Each and every one of us has the same potential for power as George W Bush or Dick Cheney; it’s just that we choose to acknowledge their power while doing nothing to increase ours. Obviously we cannot simply walk into the White House, demand what we want, and have it done, but we can slowly gain power from other people and eventually get some of what we want. I wrote last week (or maybe earlier this week- I don’t read my blog) that the (few) Democrats had succeeded in filibustering the Telecom Immunity bill, and they had done it because people like you and me – their constituents – had demanded it. It seems that now, the Democrats and Republicans have reached a deal to push the bill forward. There are quite a few amendments that will all have to be voted on, but in the end it looks as though (as it stands right now) it will pass the Senate with full immunity. I will not even go into the fact that most of the amendments that the Republicans put in, need 50 votes to pass, while most of the Democratic ones (including the taking away of amnesty) require sixty; Glenn Greenwald does a much better job than I even will be able to of explaining that. My point here is that the people who are making this decision are people whom we put in office and who are serving us, for the sole purpose of representing our stands. If we just sit back and let this happen without fighting full force against it, they will think we accept it. Enough voters are against giving huge corporations who broke laws in order to violate our civil liberties – simply because the President asked them to – complete amnesty, that we can actually make a difference. Write as many letters to your Senators and Congressperson as you can, call their office once an hour (it is a much simpler thing that most people think- a sixty second phone call usually does the trick), and get as many people as you can to do the same thing. As soon as enough people realize that they have as much potential for power as anyone else, things will start changing; but it’s up to each and every one of us to make it a reality.

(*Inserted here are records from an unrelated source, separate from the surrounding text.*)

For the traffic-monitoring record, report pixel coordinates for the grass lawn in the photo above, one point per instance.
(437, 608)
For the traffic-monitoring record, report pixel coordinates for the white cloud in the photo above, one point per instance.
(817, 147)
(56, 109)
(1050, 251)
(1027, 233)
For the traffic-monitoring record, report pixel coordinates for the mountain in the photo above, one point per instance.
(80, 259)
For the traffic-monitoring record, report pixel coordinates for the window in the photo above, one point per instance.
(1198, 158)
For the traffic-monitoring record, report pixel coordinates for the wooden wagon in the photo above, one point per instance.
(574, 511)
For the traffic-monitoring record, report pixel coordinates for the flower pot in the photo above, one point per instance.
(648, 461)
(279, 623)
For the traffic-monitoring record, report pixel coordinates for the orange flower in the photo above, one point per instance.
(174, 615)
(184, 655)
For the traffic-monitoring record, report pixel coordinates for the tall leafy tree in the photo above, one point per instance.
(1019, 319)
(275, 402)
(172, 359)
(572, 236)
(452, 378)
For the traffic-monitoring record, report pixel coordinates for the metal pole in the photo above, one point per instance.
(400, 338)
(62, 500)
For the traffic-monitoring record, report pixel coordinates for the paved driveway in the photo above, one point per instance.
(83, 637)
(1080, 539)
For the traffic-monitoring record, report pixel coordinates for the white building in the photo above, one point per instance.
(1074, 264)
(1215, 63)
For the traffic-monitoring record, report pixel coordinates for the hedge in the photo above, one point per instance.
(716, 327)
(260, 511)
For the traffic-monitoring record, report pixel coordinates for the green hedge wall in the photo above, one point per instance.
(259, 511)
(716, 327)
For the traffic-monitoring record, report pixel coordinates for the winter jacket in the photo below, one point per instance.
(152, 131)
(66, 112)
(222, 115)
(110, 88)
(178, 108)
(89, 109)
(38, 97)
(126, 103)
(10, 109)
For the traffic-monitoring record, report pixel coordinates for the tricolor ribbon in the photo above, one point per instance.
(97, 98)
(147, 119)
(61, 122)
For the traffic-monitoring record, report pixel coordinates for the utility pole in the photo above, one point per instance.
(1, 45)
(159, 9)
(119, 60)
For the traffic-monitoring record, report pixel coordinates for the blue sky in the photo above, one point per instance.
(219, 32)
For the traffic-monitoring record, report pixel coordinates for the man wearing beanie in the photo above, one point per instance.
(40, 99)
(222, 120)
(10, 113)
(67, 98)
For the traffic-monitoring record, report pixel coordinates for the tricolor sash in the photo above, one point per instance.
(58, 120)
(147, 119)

All the things – and believe me, there are more than any of us realize – being done to people not only of this country, but also (especially) of the rest of the world in our name are stoppable. As I said above, it is important that we realize and then execute our powers in order to achieve this, but first we need to know what exactly is happening. Amy Goodman (one of my personal heroes) wrote an article yesterday in which she spoke of the recent death of the long reigning dictator of Indonesia who killed millions of people- with weapons and money given to him by the United States of America. None of the mainstream newspapers carry front-page articles about this kind of thing, and on the rare occasion that they do, they do not mention the fact that it is our tax dollars that are making all of that possible; it is up to us to figure that out for ourselves. Then, once we have done our research and become horrified by what our money is being used for, it is time to do something. We have come a long way from the power being in the hands of the people – we hand it to people who we think can make better decisions (and why do we think they can make better decisions? That’s a whole other blog) – and it is a long uphill battle to get it back, but it is possible and the only way it will happen is if we all fight. I’m not saying that we should all quit our jobs, refuse to pay taxes, and go to war with our government, but we should act how we feel and do whatever we can.
The number of dead due to the current presidential conflict in Kenya has reached 1,000 according to Al Jazeera. Nothing is changing on the streets, as backers of Raila Odinga continue to loot the homes and kill the supporters of Mwai Kibaki, while Kibaki’s police shoot into crowds of Odinga supporters. Ban Ki-moon (the UN secretary general) has joined Kofi Anan in the capitol to help work out some kind deal; the representatives of both Kibaki and Odinga are there, but are pretty far away from each other on the demands. Kibaki says he did not steal the election, but is willing to share power if it means settling things down, while Odinga maintains that he will not back down (although he is in no way condoning the violence) until Kibaki admits he cheated and agrees to hold new, fair elections.